On a Parabolic-Elliptic system with gradient dependent chemotactic coefficient

TL;DR

This paper studies a parabolic-elliptic PDE system modeling chemotaxis with gradient-dependent sensitivity, establishing uniform bounds and existence of multiple steady states in certain cases.

Contribution

It introduces a chemotaxis model with gradient-dependent sensitivity and proves uniform bounds and multiple steady states, extending understanding of such systems.

Findings

Solutions are uniformly bounded in time in L-infinity.

Existence of infinitely many non-constant steady states for p in (1,2) in 1D.

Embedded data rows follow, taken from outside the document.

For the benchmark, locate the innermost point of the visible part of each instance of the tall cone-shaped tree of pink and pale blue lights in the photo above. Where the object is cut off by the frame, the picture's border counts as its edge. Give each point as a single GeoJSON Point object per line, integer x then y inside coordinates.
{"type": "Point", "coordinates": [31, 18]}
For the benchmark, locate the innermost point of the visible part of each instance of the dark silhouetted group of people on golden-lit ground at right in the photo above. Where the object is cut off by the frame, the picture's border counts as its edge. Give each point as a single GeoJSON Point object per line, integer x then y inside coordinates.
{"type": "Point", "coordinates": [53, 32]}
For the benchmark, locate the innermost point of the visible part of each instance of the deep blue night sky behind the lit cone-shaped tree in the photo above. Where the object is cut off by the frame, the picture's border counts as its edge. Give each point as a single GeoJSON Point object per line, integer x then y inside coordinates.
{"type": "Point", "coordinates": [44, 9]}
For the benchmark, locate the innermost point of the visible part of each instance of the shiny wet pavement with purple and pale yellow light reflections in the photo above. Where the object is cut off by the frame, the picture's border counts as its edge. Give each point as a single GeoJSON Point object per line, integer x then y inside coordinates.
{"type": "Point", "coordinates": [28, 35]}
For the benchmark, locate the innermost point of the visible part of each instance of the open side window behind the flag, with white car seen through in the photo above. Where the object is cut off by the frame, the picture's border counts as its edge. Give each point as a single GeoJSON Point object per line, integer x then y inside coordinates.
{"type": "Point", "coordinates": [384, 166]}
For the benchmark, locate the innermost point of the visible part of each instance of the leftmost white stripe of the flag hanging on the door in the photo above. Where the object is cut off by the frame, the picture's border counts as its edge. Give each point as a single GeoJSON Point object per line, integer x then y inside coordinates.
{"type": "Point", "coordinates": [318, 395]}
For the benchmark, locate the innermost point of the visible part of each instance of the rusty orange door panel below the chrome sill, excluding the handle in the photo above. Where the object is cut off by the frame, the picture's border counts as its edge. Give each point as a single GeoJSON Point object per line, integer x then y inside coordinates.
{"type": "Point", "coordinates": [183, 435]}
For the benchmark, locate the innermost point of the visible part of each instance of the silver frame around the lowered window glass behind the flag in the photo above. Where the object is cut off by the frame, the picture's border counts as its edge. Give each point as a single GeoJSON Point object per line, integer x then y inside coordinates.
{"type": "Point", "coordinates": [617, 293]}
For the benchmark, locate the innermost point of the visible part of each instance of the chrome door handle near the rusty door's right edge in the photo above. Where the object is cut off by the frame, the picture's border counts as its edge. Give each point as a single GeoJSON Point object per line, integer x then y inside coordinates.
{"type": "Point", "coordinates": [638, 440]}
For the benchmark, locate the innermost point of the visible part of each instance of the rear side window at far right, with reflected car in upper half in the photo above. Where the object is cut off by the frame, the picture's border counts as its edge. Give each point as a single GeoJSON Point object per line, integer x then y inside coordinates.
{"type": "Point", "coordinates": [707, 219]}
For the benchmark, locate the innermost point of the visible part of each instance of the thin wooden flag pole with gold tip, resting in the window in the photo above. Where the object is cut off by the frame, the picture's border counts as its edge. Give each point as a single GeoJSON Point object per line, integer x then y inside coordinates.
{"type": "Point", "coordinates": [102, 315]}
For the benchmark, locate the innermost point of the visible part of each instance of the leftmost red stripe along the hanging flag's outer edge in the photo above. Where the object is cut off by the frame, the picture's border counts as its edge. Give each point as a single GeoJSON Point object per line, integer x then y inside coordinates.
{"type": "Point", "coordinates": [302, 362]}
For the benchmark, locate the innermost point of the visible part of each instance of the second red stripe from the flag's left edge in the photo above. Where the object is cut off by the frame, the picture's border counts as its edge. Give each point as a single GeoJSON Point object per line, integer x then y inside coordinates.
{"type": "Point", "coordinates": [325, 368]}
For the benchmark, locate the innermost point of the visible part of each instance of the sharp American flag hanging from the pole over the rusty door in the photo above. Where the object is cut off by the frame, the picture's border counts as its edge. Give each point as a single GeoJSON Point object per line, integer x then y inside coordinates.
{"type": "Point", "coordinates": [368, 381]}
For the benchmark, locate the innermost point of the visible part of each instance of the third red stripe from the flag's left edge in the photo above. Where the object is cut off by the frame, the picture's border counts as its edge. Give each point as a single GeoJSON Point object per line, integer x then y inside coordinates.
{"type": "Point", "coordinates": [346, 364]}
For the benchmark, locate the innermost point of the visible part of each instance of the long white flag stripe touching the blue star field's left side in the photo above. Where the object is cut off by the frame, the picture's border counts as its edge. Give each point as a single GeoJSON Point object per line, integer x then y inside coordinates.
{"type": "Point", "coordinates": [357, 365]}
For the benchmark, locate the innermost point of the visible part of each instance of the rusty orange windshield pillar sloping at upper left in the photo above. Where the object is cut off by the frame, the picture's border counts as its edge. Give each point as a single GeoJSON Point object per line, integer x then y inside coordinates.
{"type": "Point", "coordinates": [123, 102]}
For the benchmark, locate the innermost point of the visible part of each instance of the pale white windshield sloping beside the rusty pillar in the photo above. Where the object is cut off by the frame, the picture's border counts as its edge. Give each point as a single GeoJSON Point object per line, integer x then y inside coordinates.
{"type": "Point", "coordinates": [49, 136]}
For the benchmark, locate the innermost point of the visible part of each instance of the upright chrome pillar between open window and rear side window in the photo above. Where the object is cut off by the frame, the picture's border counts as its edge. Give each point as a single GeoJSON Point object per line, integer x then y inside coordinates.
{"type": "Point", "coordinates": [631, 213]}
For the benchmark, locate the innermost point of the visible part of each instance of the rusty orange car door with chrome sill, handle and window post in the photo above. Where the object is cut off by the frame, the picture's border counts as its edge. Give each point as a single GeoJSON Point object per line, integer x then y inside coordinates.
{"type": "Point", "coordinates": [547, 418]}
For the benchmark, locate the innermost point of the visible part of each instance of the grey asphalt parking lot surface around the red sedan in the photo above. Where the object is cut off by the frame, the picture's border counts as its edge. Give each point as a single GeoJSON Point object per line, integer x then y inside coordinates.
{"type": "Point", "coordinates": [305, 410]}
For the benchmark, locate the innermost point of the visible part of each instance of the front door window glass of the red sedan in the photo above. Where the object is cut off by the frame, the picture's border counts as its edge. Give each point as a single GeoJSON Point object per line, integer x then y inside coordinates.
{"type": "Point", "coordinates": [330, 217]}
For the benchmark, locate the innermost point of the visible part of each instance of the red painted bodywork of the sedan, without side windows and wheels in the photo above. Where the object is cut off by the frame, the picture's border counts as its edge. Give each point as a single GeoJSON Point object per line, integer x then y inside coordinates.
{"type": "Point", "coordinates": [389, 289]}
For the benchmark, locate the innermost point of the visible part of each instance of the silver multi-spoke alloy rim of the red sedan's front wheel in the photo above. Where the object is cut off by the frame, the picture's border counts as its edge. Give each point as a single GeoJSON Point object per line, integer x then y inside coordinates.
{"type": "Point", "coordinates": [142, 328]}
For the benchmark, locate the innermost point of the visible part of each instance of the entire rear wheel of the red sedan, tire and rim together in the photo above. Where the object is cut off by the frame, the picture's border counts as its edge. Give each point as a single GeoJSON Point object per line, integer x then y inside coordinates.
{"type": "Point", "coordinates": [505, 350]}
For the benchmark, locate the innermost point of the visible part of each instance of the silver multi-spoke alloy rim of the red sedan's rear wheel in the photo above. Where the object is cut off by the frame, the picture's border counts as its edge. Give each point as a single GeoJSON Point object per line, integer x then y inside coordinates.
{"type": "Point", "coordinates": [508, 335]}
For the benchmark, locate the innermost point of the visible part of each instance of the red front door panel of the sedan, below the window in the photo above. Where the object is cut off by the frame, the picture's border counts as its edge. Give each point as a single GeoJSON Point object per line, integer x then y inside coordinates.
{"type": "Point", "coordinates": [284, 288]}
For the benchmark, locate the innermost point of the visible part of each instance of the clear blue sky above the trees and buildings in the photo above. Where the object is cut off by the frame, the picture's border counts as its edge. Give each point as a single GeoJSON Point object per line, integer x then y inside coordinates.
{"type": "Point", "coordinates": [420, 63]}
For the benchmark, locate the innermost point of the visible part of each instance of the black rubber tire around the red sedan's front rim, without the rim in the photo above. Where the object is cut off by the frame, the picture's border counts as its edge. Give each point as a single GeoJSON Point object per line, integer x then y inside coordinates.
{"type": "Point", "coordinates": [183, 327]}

Results apply for various domain dimensions and parameter ranges.

Abstract

We consider a second order PDEs system of Parabolic-Elliptic type with chemotactic terms. The system describes the evolution of a biological species "$u$" moving towards a higher concentration of a chemical stimuli "$v$" in a bounded and open domain of $ \mathcal{R}^N$. In the system considered, the chemotaxis sensitivity depends on the gradient of $v$, i.e., the chemotaxis term has the following expression $$- div \left(\chi u |\nabla v|^{p-2}\nabla v \right),$$ where $\chi $ is a positive constant and $p$ satisfies $$p \in (1, \infty), \quad \mbox{ if } N=1 \quad \mbox{ and } \quad p\in \left(1, \frac{N}{N-1}\right), \quad \mbox{ if } N\geq 2.$$ We obtain uniform bounds in time in $L^{\infty}(\Omega)$ of the solutions. For the one-dimensional case we prove the existence of infinitely many non-constant steady-states for $p\in (1,2)$ for any $\chi$ positive and a given positive mass.